By Sheela Prakash
Whether or not you regularly shop at Whole Foods, you’ve likely heard it jokingly called “Whole Paycheck”. The grocery store has a reputation for being, well, pricey. I visit Whole Foods almost weekly though, and I tend to disagree. While there are most definitely plenty of tempting items to splurge on, I’ve yet to break my budget by being a regular customer — and I do keep a pretty tight budget. Take a good look and you’ll come across a number of groceries that are as cheap, if not cheaper than they are at some other stores. There five are a handful of my favorites because they also have the added benefit of being the base for healthy dinners that are so quick and easy, I cook them on the regular. Here’s what to grab the next time you make a trip:
1. Frozen Vegetables
Whole Foods frozen vegetable situation is pretty great. It’s larger than many other grocery stores, which means it’s got a lot more variety. They’ve got frozen artichokes so you can make a fast and fancy pasta. There’s a great stir-fry blend of broccoli, carrots, peppers, mushrooms, and green beans that needs no more than some cubed chicken breast cooked in a skillet with a bit of garlic, olive oil, and soy sauce or coconut aminos to become a feel-good dinner. Or try this mix of cooked quinoa and vegetables. It takes about 5 minutes to prepare in the microwave or on the stovetop and can become dinner if you top if with leftover cooked chicken or a fried egg, or stir some chickpeas or black beans into it.
2. Canned Beans
Speaking of beans, canned beans from Whole Foods are just as inexpensive as they are elsewhere. In fact, they’re actually cheaper at Whole Foods than at a few other stores I frequent. The non-organic beans come in at just 79 cents a can. So it’s worth stocking up when you’re shopping. Then use them to make 10-minute tacos, a big pot of soup, or a simple skillet meal.

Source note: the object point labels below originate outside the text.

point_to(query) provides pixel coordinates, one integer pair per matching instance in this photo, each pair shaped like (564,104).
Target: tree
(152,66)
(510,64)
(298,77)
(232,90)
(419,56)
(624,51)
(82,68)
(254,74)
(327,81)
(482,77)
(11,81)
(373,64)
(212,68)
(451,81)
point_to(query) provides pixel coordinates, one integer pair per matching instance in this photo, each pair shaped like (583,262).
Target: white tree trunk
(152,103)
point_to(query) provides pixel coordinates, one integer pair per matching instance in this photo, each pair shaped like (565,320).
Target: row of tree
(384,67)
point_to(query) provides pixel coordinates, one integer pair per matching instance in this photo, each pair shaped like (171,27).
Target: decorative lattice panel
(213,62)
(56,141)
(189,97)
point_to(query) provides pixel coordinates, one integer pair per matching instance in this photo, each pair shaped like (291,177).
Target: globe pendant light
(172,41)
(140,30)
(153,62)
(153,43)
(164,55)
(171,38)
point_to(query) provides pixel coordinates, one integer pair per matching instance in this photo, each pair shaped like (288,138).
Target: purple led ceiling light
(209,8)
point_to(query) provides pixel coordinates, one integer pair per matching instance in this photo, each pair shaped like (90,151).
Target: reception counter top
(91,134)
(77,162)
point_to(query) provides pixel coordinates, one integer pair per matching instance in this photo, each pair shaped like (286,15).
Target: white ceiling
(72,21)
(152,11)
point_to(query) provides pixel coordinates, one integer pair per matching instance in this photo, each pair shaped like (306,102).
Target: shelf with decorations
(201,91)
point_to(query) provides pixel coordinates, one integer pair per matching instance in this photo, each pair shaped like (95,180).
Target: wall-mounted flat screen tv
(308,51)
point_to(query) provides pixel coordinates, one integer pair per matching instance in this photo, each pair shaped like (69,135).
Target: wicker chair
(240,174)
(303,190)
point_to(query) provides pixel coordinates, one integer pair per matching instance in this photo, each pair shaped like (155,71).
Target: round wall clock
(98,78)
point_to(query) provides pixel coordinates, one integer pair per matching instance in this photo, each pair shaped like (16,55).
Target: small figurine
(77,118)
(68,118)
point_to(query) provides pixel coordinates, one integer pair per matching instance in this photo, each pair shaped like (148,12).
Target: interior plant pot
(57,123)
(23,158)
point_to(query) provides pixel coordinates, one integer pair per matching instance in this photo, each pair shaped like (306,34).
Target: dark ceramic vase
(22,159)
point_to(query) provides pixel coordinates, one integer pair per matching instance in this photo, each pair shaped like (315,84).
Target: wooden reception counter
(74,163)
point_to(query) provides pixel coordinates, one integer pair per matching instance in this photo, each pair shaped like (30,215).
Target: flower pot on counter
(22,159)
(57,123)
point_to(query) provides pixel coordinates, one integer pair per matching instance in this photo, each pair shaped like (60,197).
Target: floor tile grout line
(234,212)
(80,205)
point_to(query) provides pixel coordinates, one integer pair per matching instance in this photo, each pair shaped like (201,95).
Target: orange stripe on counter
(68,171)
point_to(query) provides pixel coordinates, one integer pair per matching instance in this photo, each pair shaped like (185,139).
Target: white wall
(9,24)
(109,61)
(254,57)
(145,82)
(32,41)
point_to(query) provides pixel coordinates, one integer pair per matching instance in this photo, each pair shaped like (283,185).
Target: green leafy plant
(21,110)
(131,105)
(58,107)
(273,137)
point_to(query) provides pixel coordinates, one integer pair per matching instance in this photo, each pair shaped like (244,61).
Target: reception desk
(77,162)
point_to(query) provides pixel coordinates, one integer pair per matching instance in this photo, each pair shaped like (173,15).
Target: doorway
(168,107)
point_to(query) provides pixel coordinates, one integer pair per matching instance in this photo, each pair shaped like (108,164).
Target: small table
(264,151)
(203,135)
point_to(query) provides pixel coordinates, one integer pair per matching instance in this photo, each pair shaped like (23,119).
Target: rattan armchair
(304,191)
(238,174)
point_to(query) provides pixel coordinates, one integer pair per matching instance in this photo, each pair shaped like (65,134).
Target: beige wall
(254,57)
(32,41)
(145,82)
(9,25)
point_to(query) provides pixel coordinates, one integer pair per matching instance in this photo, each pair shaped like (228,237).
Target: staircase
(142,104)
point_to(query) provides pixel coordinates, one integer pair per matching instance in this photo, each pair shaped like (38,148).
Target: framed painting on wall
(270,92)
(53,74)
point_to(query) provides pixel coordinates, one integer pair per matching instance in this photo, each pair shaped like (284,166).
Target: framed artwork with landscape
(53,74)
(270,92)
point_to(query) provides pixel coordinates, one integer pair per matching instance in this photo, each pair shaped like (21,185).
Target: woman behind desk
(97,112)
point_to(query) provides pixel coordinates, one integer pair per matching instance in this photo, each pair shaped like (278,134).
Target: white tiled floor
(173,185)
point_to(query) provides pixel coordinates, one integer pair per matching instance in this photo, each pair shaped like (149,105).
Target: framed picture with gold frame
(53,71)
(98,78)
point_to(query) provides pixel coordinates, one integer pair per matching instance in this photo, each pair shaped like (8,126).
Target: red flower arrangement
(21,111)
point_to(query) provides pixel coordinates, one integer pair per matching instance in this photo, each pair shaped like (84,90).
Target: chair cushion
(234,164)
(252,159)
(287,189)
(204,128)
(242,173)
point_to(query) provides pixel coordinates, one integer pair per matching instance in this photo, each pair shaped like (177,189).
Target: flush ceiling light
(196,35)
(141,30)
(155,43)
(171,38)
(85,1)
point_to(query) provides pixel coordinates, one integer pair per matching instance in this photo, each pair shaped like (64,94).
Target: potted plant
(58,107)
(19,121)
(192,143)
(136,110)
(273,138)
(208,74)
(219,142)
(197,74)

3. Quick-Cooking Whole Grains
I love cooking up big batches of whole grains like brown rice and farro to use as a base for a healthy grain bowl or salad but it usually takes a solid 45 minutes to prepare. When I don’t have that kind of time, I reach for Whole Food’s quick-cooking bags. The outer bran has been removed — a process that’s called pearling — so the grains cook in just 10 minutes. I use their farro to make simple but satisfying salads, turn it into a fried rice-like dinner, and of course, use it as a base for a colorful bowl.
4. Frozen Shrimp
If you don’t already have a bag or two of frozen shrimp in your freezer, most definitely pick one up the next time you’re at Whole Foods. Unless there’s a sale at the fish counter, it’s cheaper than buying fresh and usually the fresh is previously frozen anyway. This also means that defrosting the shrimp yourself when you need it rather than picking up it pre-defrosted results in a better-tasting dinner. Turn it into an easy sheet pan dinner, toss it with pasta, or use it with the frozen bag of stir-fry veggies to make a simple stir-fry.
5. Salad Kits
Salad kits aren’t always cheaper than buying all the components yourself but if you’re in need of something quick, they’re definitely an affordable option. One kit feeds about two people as a main and has everything you need except a little protein to enjoy as a complete meal. Add a jammy egg, beans, cooked chicken, or even cubes of baked tofu to round it out.